# GPU-accelerated molecule characterization and clustering

This notebook demonstrates a molecular clustering example. We will perform the same workflow with both RDKit and nvMolKit APIs. The steps are:

1. Compute Morgan Fingerprints for molecules
2. Compute tanimoto similarity between fingerprints
3. Cluster molecules via Butina clustering using tanimoto distances as clustering metrics

## User parameters

In [None]:
# Number of molecules to process
n_mols = 10000
# Hardware threads to use
n_cpu_threads = 16

# Radius for Morgan fingerprinting
fp_radius = 3
# Number of fingerprint bits
fp_nbits = 1024
# Butina similarity threshold
distance_threshold = 0.5

## Molecule selection

First we'll parse molecules using RDKit. If you have a .smi file, use this section to load molecules, replace smi_file with a local path. The default path will load molecules store in the nvmolkit repo.


In [None]:
import pandas as pd
from rdkit.Chem import MolFromSmiles

smi_file = "../benchmarks/data/chembl_10k.smi"

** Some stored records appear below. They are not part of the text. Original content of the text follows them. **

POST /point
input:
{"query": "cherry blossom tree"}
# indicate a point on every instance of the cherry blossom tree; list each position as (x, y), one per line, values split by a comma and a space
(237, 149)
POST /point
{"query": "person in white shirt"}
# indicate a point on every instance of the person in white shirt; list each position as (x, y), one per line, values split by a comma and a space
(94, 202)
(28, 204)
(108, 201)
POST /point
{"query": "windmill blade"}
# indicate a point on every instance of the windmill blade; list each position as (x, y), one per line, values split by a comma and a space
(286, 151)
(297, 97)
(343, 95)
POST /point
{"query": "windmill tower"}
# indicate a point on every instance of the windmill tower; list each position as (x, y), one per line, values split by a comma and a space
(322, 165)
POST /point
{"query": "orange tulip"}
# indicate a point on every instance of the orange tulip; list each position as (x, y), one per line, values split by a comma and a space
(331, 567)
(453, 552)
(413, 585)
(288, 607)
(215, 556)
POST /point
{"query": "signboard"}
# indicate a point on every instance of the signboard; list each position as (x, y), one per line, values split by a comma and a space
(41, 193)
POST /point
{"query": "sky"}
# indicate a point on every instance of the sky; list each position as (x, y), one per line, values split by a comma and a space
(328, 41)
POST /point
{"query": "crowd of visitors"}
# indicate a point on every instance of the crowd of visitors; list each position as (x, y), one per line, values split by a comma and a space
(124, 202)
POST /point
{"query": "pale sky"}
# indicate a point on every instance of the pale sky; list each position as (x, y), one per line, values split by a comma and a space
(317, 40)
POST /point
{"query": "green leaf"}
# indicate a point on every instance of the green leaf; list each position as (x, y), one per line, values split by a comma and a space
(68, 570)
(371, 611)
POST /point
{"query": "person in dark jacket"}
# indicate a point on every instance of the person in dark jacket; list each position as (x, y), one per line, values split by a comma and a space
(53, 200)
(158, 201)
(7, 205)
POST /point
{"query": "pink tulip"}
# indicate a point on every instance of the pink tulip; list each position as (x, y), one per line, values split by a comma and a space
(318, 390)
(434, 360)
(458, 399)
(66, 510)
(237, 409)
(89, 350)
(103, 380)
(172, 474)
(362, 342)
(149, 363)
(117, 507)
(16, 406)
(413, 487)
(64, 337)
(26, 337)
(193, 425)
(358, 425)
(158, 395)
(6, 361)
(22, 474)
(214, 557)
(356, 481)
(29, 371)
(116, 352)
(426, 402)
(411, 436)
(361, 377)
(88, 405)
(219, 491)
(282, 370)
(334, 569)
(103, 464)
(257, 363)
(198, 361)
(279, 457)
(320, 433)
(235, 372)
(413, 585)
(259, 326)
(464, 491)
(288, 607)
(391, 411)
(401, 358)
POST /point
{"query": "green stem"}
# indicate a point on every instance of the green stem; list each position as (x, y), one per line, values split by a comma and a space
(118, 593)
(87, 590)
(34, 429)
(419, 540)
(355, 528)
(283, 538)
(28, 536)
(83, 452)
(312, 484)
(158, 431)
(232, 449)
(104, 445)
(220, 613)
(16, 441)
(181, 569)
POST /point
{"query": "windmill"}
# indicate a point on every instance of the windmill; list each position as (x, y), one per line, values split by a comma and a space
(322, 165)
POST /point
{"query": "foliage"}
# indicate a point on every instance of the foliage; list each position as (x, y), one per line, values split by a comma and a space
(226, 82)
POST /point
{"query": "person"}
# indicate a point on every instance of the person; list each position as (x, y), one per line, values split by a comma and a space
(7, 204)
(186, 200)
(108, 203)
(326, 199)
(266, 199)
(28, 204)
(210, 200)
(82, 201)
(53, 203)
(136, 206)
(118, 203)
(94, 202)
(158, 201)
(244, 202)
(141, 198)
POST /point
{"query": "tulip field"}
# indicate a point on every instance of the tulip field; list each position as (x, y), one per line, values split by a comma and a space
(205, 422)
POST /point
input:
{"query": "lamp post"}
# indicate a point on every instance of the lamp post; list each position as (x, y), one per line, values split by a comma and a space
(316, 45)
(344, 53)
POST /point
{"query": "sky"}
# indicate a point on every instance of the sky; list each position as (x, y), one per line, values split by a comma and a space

smis = pd.read_csv(smi_file, nrows=n_mols).iloc[:, 0].to_list()
mols = [MolFromSmiles(smi) for smi in smis]
mols = [mol for mol in mols if mol] # remove any parse failures
n_mols = len(mols)
print(f"Parsed {n_mols} mols")



## RDKit workflow

The following lines compute butina clusters via RDKit. The fingerprinting API is multithreaded, but parallelizing the similarity and clustering would require user-defined multiprocessing, which has significant overhead. See the appendix of this notebook for an example.

In [None]:
import time

from rdkit.Chem import rdFingerprintGenerator
from rdkit.DataStructs import BulkTanimotoSimilarity
from rdkit.ML.Cluster.Butina import ClusterData

t = time.time()
print("Computing fingerprints")
generator = rdFingerprintGenerator.GetMorganGenerator(radius=fp_radius, fpSize=fp_nbits)
fps = generator.GetFingerprints(mols, numThreads=n_cpu_threads)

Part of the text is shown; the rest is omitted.